According to the NFPA’s Trends and Patterns of U.S. Fire Loss report in 2017, “The fire death rate per million population fell 70% from 34.4 in 1977 to 10.2 in 2015.” The decline is largely attributed to the increased presence of smoke detectors, which the law requires in most residential dwellings in the country, as well as a reduction in smoking by the general population. A study by epidemiologists from University of California, Davis, reported, “Two-thirds of all U.S. reductions in fire fatalities related to smoking from 1984 to 1995 were attributed to reductions in cigarette consumption.” Two good actions; two great results.
The Occupational Safety and Health Administration (OSHA) estimates approximately 350 electrical-related fatalities occur each year. Electrical workers suffer the highest number of electrocutions per year. Though electricity is the fourth-leading cause of death in the construction industry, the trend has decreased steadily, just like fire fatalities. While one study presents the trend as a consistent downward slope, a closer analysis of the data reveals it’s been variable, as the figure (above) shows.
Examining a three-year sliding average of the data uncovers that something in 2007 caused a distinct beginning to the decline in construction worker electrical fatalities.
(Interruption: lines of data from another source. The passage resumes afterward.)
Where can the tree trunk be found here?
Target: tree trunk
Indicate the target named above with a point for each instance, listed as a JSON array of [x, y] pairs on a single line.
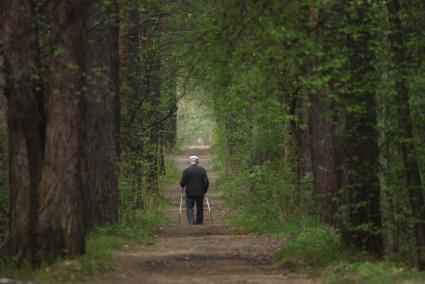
[[25, 124], [406, 139], [100, 122], [363, 225], [322, 157], [60, 225]]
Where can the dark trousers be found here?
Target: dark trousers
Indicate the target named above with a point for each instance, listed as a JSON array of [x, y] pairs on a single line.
[[190, 203]]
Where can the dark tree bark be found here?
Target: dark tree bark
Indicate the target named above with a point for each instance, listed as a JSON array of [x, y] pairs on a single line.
[[25, 124], [100, 121], [406, 137], [60, 226], [363, 224], [322, 157]]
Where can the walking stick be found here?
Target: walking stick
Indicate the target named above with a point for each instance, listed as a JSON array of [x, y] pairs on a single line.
[[209, 209], [181, 202]]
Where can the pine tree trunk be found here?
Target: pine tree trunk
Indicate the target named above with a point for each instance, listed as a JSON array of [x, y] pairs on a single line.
[[25, 124], [100, 122], [363, 227], [406, 139], [322, 157], [60, 226]]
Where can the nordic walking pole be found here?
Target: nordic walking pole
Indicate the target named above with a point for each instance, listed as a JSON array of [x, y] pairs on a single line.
[[181, 202], [209, 209]]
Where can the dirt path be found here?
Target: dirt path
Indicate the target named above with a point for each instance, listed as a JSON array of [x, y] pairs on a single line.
[[211, 253]]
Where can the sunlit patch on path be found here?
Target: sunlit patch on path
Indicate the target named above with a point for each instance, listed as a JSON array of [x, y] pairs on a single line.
[[211, 253]]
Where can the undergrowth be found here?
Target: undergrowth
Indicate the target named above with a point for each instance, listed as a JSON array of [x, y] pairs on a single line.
[[135, 226], [309, 246]]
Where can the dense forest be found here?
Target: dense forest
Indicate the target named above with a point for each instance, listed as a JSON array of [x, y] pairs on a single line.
[[317, 106]]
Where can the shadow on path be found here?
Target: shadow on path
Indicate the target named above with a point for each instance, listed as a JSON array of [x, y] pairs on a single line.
[[211, 253]]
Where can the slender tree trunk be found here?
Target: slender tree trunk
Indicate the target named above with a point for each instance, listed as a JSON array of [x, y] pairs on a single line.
[[363, 226], [60, 226], [408, 152], [100, 122], [25, 124], [322, 157]]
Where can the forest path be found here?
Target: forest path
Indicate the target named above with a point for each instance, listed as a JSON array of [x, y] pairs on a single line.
[[211, 253]]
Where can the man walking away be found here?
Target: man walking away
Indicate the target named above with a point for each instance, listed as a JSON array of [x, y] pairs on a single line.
[[195, 179]]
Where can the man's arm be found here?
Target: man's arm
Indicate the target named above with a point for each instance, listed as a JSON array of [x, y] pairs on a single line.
[[183, 179], [206, 182]]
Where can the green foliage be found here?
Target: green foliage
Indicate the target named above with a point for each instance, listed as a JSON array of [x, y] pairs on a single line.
[[313, 246], [372, 272]]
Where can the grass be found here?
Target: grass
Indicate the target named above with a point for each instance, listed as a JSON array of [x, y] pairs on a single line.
[[314, 248], [100, 243]]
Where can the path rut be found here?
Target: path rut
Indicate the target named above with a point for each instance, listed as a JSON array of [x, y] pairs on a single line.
[[211, 253]]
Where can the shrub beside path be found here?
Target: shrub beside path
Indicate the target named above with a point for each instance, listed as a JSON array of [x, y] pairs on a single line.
[[211, 253]]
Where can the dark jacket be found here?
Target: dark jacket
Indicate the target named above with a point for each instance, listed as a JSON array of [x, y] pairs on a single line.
[[195, 180]]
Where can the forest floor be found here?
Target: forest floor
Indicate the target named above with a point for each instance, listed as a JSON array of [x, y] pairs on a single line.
[[212, 253]]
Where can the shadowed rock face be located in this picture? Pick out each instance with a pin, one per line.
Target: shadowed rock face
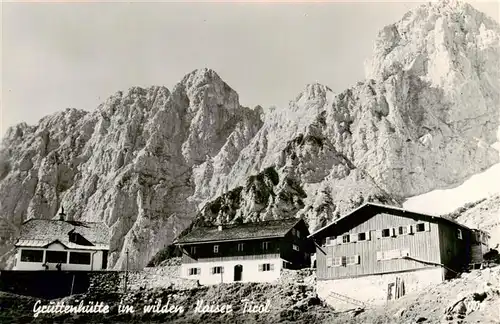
(149, 161)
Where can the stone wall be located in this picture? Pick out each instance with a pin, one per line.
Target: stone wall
(372, 290)
(159, 277)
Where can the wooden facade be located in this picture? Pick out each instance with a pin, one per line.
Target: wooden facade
(292, 248)
(379, 239)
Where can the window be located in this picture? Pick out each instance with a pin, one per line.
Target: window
(329, 262)
(265, 246)
(337, 262)
(266, 267)
(32, 255)
(79, 258)
(217, 270)
(420, 227)
(354, 259)
(344, 261)
(56, 256)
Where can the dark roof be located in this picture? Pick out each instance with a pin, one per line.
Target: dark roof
(381, 207)
(43, 232)
(246, 231)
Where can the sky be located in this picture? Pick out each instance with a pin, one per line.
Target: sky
(60, 55)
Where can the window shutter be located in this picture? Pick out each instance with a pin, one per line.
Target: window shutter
(427, 226)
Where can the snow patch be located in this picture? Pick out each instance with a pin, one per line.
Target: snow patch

Though NFPA 70E, Standard for Electrical Safety, has been published and revised for 40 years, its usage took a huge step forward in 2007 when changes were made to Subpart S of 29 CFR Part 1910 that, according to OSHA, “drew heavily from the 2000 edition of the National Fire Protection Association’s (NFPA) Electrical Safety Requirements for Employee Workplaces (NFPA 70E) and the 2002 edition of the National Electrical Code (NEC).”
While the law does not require NFPA 70E training (except for Department of Energy contractors), OSHA federal regulations pertaining to electrical safety training and electrical safety in the workplace are law. Failure to meet these regulations can result in citations, fines and penalties. Most important, it has a direct correlation to the decrease in deaths and injuries from electrical accidents.
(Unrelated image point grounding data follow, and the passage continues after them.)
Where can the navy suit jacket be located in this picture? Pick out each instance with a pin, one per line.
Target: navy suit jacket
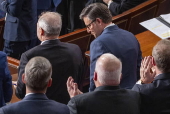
(124, 46)
(66, 60)
(5, 81)
(155, 97)
(106, 100)
(119, 6)
(35, 104)
(21, 19)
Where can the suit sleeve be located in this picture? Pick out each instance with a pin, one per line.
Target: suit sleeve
(13, 7)
(7, 82)
(136, 88)
(96, 50)
(21, 89)
(72, 106)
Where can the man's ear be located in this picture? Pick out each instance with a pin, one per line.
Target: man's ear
(153, 62)
(95, 76)
(49, 83)
(23, 78)
(98, 20)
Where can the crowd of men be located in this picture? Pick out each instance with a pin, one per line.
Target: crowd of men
(120, 80)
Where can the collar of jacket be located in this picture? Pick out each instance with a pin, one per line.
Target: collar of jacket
(162, 76)
(107, 88)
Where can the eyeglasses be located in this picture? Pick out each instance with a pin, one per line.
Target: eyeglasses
(88, 26)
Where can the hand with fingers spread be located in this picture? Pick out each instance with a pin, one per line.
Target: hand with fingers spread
(72, 88)
(147, 75)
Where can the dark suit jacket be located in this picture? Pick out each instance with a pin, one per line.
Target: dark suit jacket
(124, 46)
(5, 81)
(35, 104)
(119, 6)
(66, 60)
(21, 19)
(106, 100)
(155, 97)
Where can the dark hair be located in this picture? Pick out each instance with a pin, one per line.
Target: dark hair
(161, 54)
(97, 10)
(37, 73)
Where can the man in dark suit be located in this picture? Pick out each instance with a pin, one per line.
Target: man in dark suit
(108, 97)
(5, 81)
(37, 78)
(154, 87)
(66, 58)
(119, 6)
(20, 25)
(43, 6)
(111, 39)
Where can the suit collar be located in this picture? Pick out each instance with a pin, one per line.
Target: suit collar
(162, 76)
(107, 88)
(56, 41)
(36, 96)
(110, 28)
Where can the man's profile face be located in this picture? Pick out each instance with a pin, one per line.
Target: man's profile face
(92, 26)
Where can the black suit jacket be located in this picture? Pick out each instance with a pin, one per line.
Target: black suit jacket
(106, 100)
(119, 6)
(155, 97)
(66, 60)
(35, 104)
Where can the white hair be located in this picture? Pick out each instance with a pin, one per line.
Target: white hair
(51, 23)
(108, 68)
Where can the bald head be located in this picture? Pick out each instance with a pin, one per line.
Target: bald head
(51, 23)
(108, 69)
(161, 55)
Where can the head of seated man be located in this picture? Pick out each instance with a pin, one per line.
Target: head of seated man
(154, 83)
(96, 17)
(49, 26)
(37, 78)
(108, 97)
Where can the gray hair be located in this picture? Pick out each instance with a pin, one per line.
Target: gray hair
(51, 23)
(97, 10)
(37, 73)
(108, 68)
(161, 55)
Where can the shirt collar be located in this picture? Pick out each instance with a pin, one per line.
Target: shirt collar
(109, 25)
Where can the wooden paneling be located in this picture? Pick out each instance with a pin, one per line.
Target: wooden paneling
(2, 23)
(163, 7)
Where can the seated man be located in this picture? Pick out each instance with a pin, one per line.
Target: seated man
(66, 58)
(119, 6)
(5, 81)
(154, 87)
(108, 97)
(37, 78)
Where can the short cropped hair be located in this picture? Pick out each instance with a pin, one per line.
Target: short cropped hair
(51, 23)
(161, 55)
(108, 68)
(37, 73)
(97, 10)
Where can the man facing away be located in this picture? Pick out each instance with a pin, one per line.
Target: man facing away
(37, 78)
(66, 58)
(108, 97)
(154, 87)
(111, 39)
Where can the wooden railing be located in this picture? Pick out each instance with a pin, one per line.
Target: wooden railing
(128, 20)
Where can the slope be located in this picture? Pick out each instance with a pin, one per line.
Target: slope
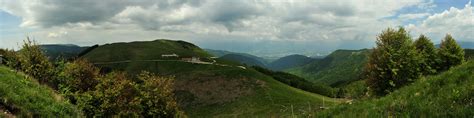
(215, 89)
(27, 98)
(54, 51)
(469, 54)
(289, 61)
(144, 50)
(220, 53)
(338, 68)
(243, 60)
(449, 94)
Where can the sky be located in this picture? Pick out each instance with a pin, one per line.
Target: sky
(260, 27)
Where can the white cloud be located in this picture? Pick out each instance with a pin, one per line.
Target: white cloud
(458, 22)
(413, 16)
(332, 22)
(56, 34)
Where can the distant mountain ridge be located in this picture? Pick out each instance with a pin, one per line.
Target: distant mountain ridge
(338, 68)
(220, 53)
(243, 60)
(211, 89)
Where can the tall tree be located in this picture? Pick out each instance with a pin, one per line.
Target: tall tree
(428, 53)
(393, 63)
(450, 53)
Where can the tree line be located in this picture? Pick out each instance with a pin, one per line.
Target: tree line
(397, 60)
(95, 93)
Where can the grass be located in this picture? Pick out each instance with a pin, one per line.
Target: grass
(25, 97)
(205, 90)
(449, 94)
(274, 99)
(144, 50)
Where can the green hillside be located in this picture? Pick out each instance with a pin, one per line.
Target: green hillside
(220, 53)
(289, 62)
(449, 94)
(54, 51)
(25, 97)
(243, 60)
(219, 89)
(144, 50)
(338, 68)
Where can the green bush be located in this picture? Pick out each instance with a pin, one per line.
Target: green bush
(34, 63)
(117, 95)
(157, 97)
(427, 51)
(10, 59)
(80, 76)
(393, 63)
(450, 53)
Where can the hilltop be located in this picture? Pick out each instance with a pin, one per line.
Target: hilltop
(221, 53)
(338, 68)
(144, 50)
(54, 51)
(243, 60)
(448, 94)
(218, 88)
(290, 61)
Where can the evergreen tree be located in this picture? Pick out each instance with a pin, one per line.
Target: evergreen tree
(393, 63)
(450, 53)
(427, 51)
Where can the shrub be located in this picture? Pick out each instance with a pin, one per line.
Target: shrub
(114, 95)
(117, 95)
(450, 53)
(393, 63)
(80, 76)
(10, 59)
(157, 97)
(34, 63)
(427, 51)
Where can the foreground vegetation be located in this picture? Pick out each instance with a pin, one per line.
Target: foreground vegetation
(94, 93)
(23, 96)
(449, 94)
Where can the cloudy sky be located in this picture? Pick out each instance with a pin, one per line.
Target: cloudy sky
(263, 27)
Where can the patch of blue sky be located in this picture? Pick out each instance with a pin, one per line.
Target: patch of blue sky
(439, 6)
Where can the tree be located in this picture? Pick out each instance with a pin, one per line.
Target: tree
(34, 63)
(393, 62)
(157, 97)
(80, 76)
(450, 53)
(117, 95)
(427, 51)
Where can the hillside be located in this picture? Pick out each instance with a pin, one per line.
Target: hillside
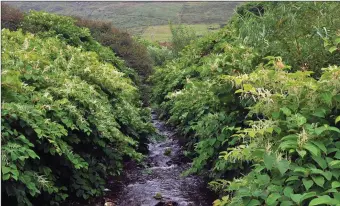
(140, 17)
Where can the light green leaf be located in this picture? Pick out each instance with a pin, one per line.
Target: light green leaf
(335, 164)
(307, 183)
(335, 184)
(271, 199)
(337, 119)
(322, 200)
(312, 149)
(283, 166)
(319, 180)
(269, 161)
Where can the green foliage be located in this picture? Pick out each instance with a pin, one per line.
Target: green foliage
(292, 30)
(68, 119)
(11, 17)
(181, 37)
(49, 25)
(134, 53)
(262, 124)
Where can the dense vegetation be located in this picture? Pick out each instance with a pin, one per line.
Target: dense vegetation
(70, 114)
(258, 104)
(136, 17)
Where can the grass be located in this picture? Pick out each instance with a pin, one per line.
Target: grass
(142, 18)
(162, 33)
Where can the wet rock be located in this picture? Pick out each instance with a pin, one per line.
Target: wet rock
(109, 204)
(169, 163)
(169, 203)
(167, 152)
(158, 196)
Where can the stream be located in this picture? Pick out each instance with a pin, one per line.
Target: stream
(162, 176)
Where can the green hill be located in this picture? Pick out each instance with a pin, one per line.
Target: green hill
(140, 17)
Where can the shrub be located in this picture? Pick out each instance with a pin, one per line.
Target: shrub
(49, 25)
(256, 124)
(181, 37)
(68, 120)
(11, 18)
(134, 53)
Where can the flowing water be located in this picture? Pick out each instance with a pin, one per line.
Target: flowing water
(162, 175)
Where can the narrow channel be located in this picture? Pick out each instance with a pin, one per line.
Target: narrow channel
(160, 183)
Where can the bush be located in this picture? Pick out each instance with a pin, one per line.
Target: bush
(49, 25)
(134, 53)
(181, 37)
(256, 124)
(68, 120)
(11, 18)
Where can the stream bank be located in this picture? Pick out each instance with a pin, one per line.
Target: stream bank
(159, 182)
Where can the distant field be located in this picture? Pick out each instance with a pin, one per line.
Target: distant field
(163, 34)
(142, 18)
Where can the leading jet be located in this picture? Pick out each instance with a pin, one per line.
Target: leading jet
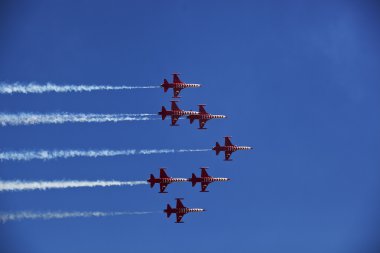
(228, 148)
(203, 116)
(180, 210)
(164, 180)
(177, 85)
(205, 179)
(175, 113)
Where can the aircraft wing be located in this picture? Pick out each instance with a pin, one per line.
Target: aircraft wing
(179, 204)
(227, 141)
(204, 186)
(202, 109)
(163, 173)
(179, 217)
(176, 91)
(174, 106)
(174, 119)
(176, 79)
(163, 187)
(202, 123)
(227, 155)
(204, 173)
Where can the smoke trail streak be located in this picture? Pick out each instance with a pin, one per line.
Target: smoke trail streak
(53, 154)
(60, 118)
(18, 216)
(45, 185)
(7, 88)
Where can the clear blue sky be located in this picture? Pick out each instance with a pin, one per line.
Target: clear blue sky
(299, 82)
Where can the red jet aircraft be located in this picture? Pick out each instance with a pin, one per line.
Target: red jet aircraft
(205, 179)
(203, 117)
(177, 85)
(180, 210)
(175, 113)
(228, 148)
(164, 180)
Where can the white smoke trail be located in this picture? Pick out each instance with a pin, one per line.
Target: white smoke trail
(18, 216)
(60, 118)
(7, 88)
(45, 185)
(53, 154)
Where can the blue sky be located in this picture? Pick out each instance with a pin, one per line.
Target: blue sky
(299, 82)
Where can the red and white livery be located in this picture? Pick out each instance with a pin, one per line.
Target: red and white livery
(164, 180)
(180, 210)
(177, 85)
(205, 179)
(228, 148)
(203, 116)
(175, 113)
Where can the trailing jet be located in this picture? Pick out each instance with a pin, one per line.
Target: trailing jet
(164, 180)
(205, 179)
(177, 85)
(180, 210)
(203, 117)
(175, 113)
(228, 148)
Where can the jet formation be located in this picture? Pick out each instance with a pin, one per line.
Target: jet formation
(180, 210)
(164, 180)
(175, 113)
(177, 85)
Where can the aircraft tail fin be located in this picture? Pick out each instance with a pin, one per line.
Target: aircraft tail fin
(152, 180)
(165, 85)
(193, 180)
(217, 148)
(163, 112)
(168, 210)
So why has this decline nearly leveled over the past five years? Workers following safety-related work practice requirements, limiting the approach, learning the arc flash concept, and wearing proper personal protective equipment (PPE) has a significant effect on injury and death rates. But why haven’t these practices continued to reduce the deaths and injuries? Making it the employer’s duty to create an electrical safety program and making it enforced practice within companies should have had a greater effect than waiting for an incident that called OSHA in to penalize the company.
OSHA recognizes that the most common injuries happen more frequently as the scope of work the typical EC performs and the age of the workforce increases. While regulations aren’t going to decrease anyone’s age, perhaps the 2018 edition of NFPA 70E has addressed this with additional focus on risk assessment and including factors such as human error in the assessment.
Raising awareness about the factors that lead to potentially dangerous situations before engaging in that work will also reduce instance of injury and death, especially when ECs are in new situations as a result of expanding scopes of work. Article 105.4 now explicitly states, “Hazard elimination shall be the first priority in the implementation of safety-related work practices.” Requiring risk assessments for shock and arc flash to be performed by identifying the hazard, estimating the likelihood of occurrence of injury or damage to health and the potential severity of injury or damage to health, and determining if additional protective measures are required to prevent injury or death, including the use of PPE, seems to make it a no-brainer. Only those without a brain (or driven by greed) would disregard that information and carry out the task in an unsafe manner.
Why do people still choose not to follow lockout/tagout procedures or wear PPE? While doing research a few years ago with data from the Bureau of Labor Statistics, I found falls were a leading reason for deaths in electrical incidents. I knew electrical workers as a group couldn’t be significantly more clumsy than the general population, so further digging revealed the statistic was skewed by those who were replacing overhead lighting fixtures on live circuits without proper PPE while on a ladder. A preventable electrical shock caused them to fall from the ladder, resulting in injuries and deaths.
We need to dig deeper to get that curve of preventable deaths trending back down toward zero. When you see someone being unsafe, ask them why and ask them if it’s worth the risk. Are they even aware of the risk? That pause, that awareness, might just prevent a tragedy.